第03章 十載歸航

北風日夜不變,帶著木筏直行向南。

幾個月中,父母怕我兄弟傷心,絕口不提義父之事。木筏上日長無事,父親便將武當派拳法掌法的入門功夫傳授我們,我也是算是正式接觸了張三豐這位武學大師所創的武學。

幾日來,我們兄弟父子便在木筏上拆招喂招,當然我的進步又要比哥哥快上許多,我心裏頗為高興,我果然是個練武的天才!

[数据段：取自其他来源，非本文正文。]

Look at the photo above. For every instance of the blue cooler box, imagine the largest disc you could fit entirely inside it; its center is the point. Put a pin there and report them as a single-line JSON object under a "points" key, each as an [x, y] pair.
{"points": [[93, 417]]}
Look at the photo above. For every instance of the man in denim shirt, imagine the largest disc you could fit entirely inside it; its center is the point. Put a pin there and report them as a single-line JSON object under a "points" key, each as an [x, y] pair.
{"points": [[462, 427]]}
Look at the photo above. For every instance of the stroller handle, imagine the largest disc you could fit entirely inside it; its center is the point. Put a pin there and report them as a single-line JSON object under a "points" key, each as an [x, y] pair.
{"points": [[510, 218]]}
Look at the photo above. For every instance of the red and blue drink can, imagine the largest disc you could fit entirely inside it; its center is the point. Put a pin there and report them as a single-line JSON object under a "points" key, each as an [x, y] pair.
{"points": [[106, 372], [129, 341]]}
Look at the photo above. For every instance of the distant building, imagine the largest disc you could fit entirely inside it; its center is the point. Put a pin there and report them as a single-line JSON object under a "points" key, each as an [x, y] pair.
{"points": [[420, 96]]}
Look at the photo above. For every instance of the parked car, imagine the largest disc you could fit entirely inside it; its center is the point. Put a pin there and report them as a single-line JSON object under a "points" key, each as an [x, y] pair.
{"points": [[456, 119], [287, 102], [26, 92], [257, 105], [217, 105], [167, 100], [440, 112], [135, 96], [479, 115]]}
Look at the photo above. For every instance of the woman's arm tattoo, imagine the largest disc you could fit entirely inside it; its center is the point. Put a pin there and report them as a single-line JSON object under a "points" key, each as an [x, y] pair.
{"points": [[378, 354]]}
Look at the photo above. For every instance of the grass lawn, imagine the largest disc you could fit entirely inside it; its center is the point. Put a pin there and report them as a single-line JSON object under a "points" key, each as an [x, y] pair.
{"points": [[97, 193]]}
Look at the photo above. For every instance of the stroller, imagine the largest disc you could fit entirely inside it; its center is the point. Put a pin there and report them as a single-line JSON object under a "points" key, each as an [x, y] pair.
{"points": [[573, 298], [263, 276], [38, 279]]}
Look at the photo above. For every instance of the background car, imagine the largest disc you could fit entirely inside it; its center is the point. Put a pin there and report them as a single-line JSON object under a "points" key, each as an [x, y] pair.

這一天,我們正在拆招,母親突然指著南方,叫道:“那是什麼?”

只見遠處水天相接的地方隱隱有兩個黑點。

我心道:應該是武當派和天鷹教的船了,這回終於要回到大陸了。忍不住開口道:“我覺得應該是船。”

父親扭頭問我:“無憂,為什麼這麼說?”

“現在我們離得遠,看起來是兩個小黑點,若離近了,一定是個龐然大物,除了鯨魚就是船了,說是鯨魚的話,又不見噴水,所以我覺得應該是船。”

母親贊許地看了我一眼,“乖兒子,還是你聰明。”

又航了一個多時辰,太陽斜照,已看清是兩艘大船。

母親忽然身子微微一顫,臉色大變。

哥哥奇道:“媽,怎麼啦?”

我拉了拉他的手,“哥,是天鷹教,外公的旗幟。”

哥哥抬頭看了看,只見左首的一艘大船上繪著一只黑色的大鷹,道:“這就是天鷹教的標誌?弟,你怎麼知道的?”

“以前聽媽媽說的唄!哪像你,平時只知道玩,不學些江湖經驗。”

“好哇!無憂,你取笑我!”

說著他就來呵我的癢,我連忙招架。忽聽父親道:“無忌,無憂,不許鬧!”

我們抬頭看見父母臉色都很難看,相互吐了吐舌頭,不再言語。

漸漸靠近二船時,左邊天鷹教船上有人高聲叫道:“有正經生意,不相干的客人避開了罷。”

母親忽然叫道:“日月光照,天鷹展翅,聖焰熊熊,普惠世人。

這裏是總舵的堂口,哪一壇在燒香舉火?”

船上那人立即恭恭敬敬的道:“天市堂李堂主,率領青龍壇程壇主,神蛇壇封壇主在此。是天微堂殷堂主駕臨嗎?”

母親道:“紫微堂堂主。”

那邊船上聽得“紫微堂堂主”五個字,登時亂了起來。稍過片刻,十餘人齊聲叫道:“殷姑娘回來啦,殷姑娘回來啦!”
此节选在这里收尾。